It (2017)
The Year of Okay
What Great Wall seems to have presaged back in January was a year of perfectly acceptable films. Baby Driver was fine, and then hateful during the increasingly desperate to be praise it circle jerk afterwards. The remake of It, perfectly acceptable though only occasionally scary and/or good at least doesn’t have critics climbing over their compatriots corpses to say how much better their own appreciation is.
And yes, It is a remake. It was a fine idea to make one. The original 1990 version is, honestly, not that great. We remember it fondly because seeing that level of scary on network in 1990 was awesome.
Unfortunately, while not a classic, it is a reference point, and the filmmakers should know that, especially when dealing with its strengths. Casting anyone but Mr. Tim Curry as Pennywise is a a challenge, just as casting anyone but Mr. Tom Noonan as Francis Dollarhyde was. Both Hannibal and Red Dragon didn’t understand this, and neither does It.
What Mr. Curry himself seemed to intuit effortlessly was that to be utterly terrifying, it was enough to simply play a clown. Hr. Bill Skarsgård believes he has to play an evil one. He is mistaken. And to the heart – the film is just not that scary. It’s not so much that the casting is part of the problem, is that the not knowing how crucial that part is, and how much an actor can do with nothing but a red balloon.

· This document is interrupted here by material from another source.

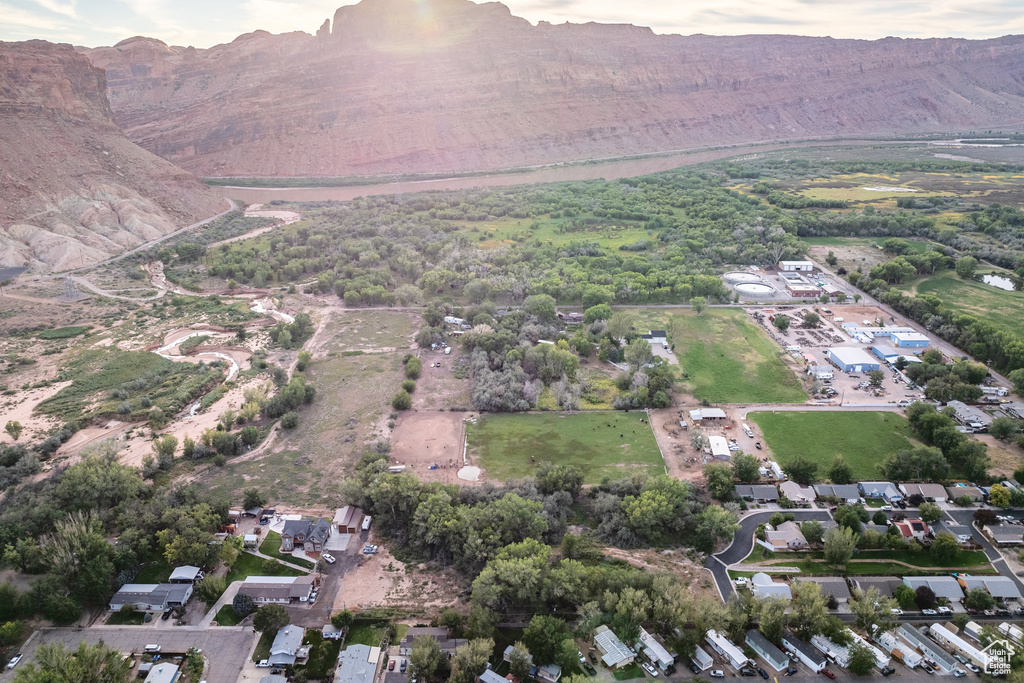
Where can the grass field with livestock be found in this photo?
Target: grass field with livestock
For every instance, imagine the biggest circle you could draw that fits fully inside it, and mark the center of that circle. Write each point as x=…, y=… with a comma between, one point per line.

But fine means fine, and for a time I enjoyed the new structure, better than the novel and the original, showing us only what happens in the first part. It solves a serious problem in regards to scares – we’re not sure if the kids all make it, and we can now anticipate the dread of what could happen.
There is further the environment of the King (no relation) universe, part of the reason I actually enjoyed The Dark Tower, even though it wasn’t that good. There is real – earned – danger here. Children are threatened with death, and ones threatening them are so often their loutish and occasionally straight up evil parents.

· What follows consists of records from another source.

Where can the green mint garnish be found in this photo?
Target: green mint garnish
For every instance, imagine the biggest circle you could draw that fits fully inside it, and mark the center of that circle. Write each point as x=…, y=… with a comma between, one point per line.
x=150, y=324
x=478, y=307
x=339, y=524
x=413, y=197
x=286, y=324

The fact that the film is a remake is not unlike the Harry Potter films. If it wasn’t a successful property, there’s no way you could make a film with these themes today. And yet it’s these exact themes that make the film so compelling, capturing the vulnerability of simply being small and at the whim of the large.

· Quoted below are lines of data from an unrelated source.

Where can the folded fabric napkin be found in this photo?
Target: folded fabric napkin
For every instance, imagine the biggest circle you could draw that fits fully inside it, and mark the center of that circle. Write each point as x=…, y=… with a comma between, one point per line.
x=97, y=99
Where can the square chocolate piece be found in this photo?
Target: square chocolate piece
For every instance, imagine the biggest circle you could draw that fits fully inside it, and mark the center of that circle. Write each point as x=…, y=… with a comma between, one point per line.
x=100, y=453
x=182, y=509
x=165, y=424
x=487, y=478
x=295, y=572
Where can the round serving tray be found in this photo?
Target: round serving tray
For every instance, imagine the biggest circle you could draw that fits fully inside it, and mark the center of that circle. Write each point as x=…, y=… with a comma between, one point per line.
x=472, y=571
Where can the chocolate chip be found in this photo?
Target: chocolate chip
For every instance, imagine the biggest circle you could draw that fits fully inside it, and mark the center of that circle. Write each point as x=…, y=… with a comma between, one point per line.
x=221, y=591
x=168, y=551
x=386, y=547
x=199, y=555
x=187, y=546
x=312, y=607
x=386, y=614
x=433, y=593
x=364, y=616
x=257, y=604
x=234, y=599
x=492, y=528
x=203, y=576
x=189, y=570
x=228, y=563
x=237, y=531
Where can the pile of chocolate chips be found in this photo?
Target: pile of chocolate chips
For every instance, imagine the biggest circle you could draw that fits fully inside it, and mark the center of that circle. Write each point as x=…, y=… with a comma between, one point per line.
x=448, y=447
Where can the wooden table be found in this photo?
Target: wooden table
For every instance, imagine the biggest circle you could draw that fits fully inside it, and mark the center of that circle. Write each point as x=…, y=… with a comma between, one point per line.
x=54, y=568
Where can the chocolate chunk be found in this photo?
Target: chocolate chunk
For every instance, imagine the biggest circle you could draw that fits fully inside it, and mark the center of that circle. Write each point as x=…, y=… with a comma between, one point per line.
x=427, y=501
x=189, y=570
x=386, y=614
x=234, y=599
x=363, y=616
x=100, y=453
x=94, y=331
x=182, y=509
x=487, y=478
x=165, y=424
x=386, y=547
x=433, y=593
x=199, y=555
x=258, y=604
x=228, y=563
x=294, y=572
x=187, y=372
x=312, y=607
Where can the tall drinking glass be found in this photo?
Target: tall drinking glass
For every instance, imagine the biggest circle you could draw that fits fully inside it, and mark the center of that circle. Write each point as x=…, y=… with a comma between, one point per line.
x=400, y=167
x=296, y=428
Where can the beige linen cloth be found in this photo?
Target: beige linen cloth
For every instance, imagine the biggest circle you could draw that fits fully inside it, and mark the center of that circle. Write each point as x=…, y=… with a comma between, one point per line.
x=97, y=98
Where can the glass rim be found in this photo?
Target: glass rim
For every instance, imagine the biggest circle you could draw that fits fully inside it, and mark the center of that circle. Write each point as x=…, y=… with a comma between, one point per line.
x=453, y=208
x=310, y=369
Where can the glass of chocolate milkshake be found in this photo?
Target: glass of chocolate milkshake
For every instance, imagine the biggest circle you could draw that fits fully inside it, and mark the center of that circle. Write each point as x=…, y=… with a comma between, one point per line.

Which is a shame, really, as the film flips tonally back and forth, never building up the momentum it needs. The book, the original mini-series was a grand hallucination, and though tonally a mess, knew the quality of itself. Or maybe it just wasn’t smart enough to change itself. In 2017, with the iconography now in place, the film is less a remake than a perfectly acceptable cover band. But I saw them in the nineties! With like two other people in the 3.4 audience share, man!